Remembering David Martin

The great sociologist of religion David Martin has died: you may read an overview of his incredibly wide-ranging career, written by a former colleague, here. (I was fascinated to learn there that he wrote a so-far-unpublished book on “secularization through the lens of English poetry”!) Today I am giving thanks for his life and witness, and remembering in prayer his family: his wife Bernice and his daughter Jessica Martin — my friend, and a priest whose sermons I sometimes quote or post in toto here.

Much attention will be given, in reflections on Martin’s career, to his work on secularization, and rightly enough, given its influence. But it will be very hard for us to get our minds around the totality of that work, for what it did, above all, was complicate all previous work on secularization. And the primary way it complicated that work was by decentering the Western European account (WEA, I’ll call it) of secularization, which Western intellectuals have always had a tendency to see as the normal or expected path of change in religious practice and experience. But, as Martin wrote in his concise and accessible Forbidden Revolutions (1996), “We can observe at least four distinct trajectories in Christian cultures: Eastern Europe, Latin America, Western Europe and North America. If social differentiation is the working core of the theory of secularization, it takes at least four forms, which do not necessarily converge.”

That WEA model of secularization, Martin argues, “acts as an implicit guide and censor on what we permit ourselves to see” — and therefore obscures from us how secularization happens, if it happens at all, elsewhere.
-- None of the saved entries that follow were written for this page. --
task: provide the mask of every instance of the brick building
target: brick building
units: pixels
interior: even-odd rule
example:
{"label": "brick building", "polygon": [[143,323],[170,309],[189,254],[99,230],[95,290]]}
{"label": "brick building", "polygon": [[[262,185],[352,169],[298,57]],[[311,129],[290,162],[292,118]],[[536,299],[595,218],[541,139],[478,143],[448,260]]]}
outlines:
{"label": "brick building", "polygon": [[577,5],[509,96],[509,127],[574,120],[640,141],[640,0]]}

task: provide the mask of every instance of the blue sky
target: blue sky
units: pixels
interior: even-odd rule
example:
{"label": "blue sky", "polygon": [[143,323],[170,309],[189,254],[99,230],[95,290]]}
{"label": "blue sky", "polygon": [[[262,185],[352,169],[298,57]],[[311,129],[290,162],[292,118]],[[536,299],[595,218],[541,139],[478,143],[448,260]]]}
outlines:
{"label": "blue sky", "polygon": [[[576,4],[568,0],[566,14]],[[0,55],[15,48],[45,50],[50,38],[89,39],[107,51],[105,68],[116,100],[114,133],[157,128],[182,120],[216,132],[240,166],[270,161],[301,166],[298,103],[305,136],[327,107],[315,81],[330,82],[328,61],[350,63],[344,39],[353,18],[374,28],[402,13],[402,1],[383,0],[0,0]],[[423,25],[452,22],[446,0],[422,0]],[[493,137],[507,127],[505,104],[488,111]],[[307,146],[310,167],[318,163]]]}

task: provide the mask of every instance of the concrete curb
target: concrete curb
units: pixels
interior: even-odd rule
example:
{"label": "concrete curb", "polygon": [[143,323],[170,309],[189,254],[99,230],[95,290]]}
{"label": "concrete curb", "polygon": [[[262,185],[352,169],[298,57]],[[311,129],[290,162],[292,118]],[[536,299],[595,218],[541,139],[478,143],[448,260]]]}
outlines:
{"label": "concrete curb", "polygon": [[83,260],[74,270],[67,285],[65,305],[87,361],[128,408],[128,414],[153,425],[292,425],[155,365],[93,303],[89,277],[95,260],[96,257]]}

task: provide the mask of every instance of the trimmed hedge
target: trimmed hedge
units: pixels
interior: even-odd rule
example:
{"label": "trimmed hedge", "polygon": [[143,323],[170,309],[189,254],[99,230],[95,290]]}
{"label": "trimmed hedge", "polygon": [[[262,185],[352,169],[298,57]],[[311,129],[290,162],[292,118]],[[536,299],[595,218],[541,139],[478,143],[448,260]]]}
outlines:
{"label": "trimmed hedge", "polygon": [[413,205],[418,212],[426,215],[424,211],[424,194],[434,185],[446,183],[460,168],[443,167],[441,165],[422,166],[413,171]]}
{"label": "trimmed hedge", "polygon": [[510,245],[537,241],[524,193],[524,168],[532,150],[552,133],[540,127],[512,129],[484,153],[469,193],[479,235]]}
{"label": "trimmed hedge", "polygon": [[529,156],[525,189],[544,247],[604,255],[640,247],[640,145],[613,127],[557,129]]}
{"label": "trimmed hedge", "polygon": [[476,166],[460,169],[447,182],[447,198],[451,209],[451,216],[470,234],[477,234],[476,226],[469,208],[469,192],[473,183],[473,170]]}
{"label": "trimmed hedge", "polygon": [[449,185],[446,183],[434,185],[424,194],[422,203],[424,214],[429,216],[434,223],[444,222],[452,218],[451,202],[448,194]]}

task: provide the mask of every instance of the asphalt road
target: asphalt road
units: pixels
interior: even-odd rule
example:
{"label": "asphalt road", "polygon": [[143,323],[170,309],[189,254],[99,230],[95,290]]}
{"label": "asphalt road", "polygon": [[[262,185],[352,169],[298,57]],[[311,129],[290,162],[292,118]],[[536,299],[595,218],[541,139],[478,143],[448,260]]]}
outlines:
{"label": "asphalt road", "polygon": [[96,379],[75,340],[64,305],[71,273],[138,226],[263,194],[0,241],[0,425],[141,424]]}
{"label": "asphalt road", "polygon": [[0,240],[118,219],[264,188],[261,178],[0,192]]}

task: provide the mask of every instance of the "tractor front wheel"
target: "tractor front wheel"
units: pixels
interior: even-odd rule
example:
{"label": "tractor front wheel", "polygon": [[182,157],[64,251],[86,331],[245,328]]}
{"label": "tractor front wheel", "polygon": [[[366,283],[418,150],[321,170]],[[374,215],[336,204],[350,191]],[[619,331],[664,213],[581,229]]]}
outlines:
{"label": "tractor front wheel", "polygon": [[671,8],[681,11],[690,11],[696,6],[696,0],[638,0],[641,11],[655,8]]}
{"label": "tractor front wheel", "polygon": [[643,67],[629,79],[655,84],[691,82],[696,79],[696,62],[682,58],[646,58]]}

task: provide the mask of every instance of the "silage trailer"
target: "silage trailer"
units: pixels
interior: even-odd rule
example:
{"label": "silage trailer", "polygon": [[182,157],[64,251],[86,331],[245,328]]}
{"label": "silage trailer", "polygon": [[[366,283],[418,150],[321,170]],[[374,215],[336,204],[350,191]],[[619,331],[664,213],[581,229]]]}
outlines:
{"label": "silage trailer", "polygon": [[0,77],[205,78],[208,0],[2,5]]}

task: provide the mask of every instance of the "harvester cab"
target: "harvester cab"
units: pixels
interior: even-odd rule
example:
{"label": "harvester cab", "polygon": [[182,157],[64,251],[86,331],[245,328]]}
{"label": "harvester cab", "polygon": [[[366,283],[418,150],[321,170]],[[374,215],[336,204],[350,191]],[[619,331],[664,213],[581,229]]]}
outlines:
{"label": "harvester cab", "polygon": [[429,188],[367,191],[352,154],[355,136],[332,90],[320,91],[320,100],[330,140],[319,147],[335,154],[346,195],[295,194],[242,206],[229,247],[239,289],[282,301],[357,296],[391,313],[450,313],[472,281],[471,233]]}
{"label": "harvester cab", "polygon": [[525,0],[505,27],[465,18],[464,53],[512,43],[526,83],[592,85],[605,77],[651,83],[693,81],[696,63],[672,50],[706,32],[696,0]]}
The influence of the WEA model led to it being imposed in Eastern Europe, “the guiding spirit [of] an explicit programme to enforce secularization.” To a somewhat lesser extent attempts at enforced secularization happened in certain Latin American countries as well, and Forbidden Revolutions describes how stubborn practitioners of the Christian faith were able to resist such imposition. Why that resistance took Catholic forms in Eastern Europe and Pentecostal forms in Latin America is the meat of Martin’s story.

Forbidden Revolutions is not generally thought of as one of Martin’s central works — it’s less academic and more Christian than his most celebrated texts — but I find myself thinking of it often these days, even though I only read it once, many years ago. I think perhaps it is time for me to return to it. In the meantime, thanks be to God for the life and work of David Martin. Rest eternal grant unto him, O LORD: and let light perpetual shine upon him. May he rest in peace.